A destruição da natureza, o desencanto do mundo, está nas mãos da ciência, a nova forma de conhecer a realidade através da razão, do materialismo, da análise e da técnica. O domínio da natureza foi glorificado pelo cientista Francis Bacon em nome de Deus. Ciência nega existência de la Madre Tierra/A Mãe Terra, reverenciada e respeitada, e em vez disso introduziu a ideia de um sistema mecânico inanimado, a visão de uma máquina (ecossistema) a ser examinada, controlada, dominada e, finalmente, explorada. Convertida em fábrica, a natureza – recurso natural ou capital natural – hoje é permanentemente violada ou abusada por ações pautadas pela lógica capitalista.

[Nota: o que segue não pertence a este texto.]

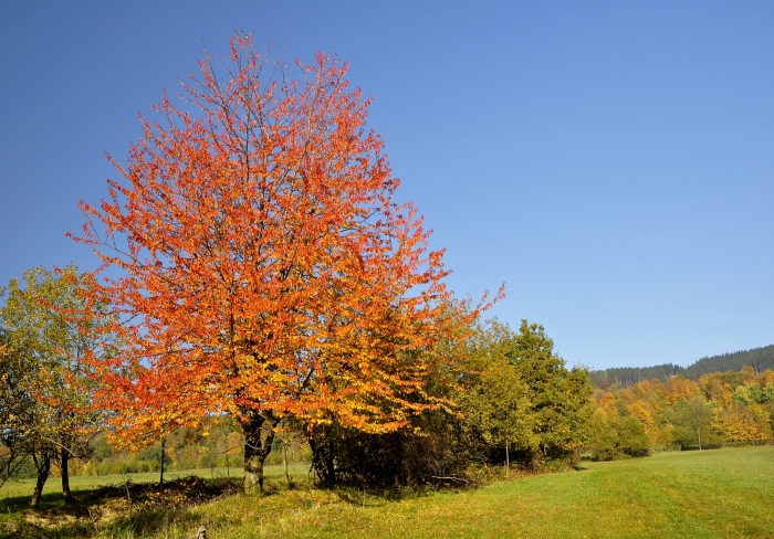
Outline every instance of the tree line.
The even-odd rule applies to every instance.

Um ato patriarcal que segundo J. M. Naredo se realiza pelo trabalho, categoria masculina da economia neoclássica. Hoje, a situação é a maior desigualdade social da história e o maior colapso ecológico conhecido em escala global (a crise climática). As duas tarefas centrais de todo indivíduo consciente são o resgate da espiritualidade e a (re) conexão com o respeito à natureza. Três setores estão desempenhando um papel estratégico nisso: ambientalistas, mulheres e povos indígenas. Neles são encontradas as fontes de inspiração e subversão necessárias para construir uma civilização diferente.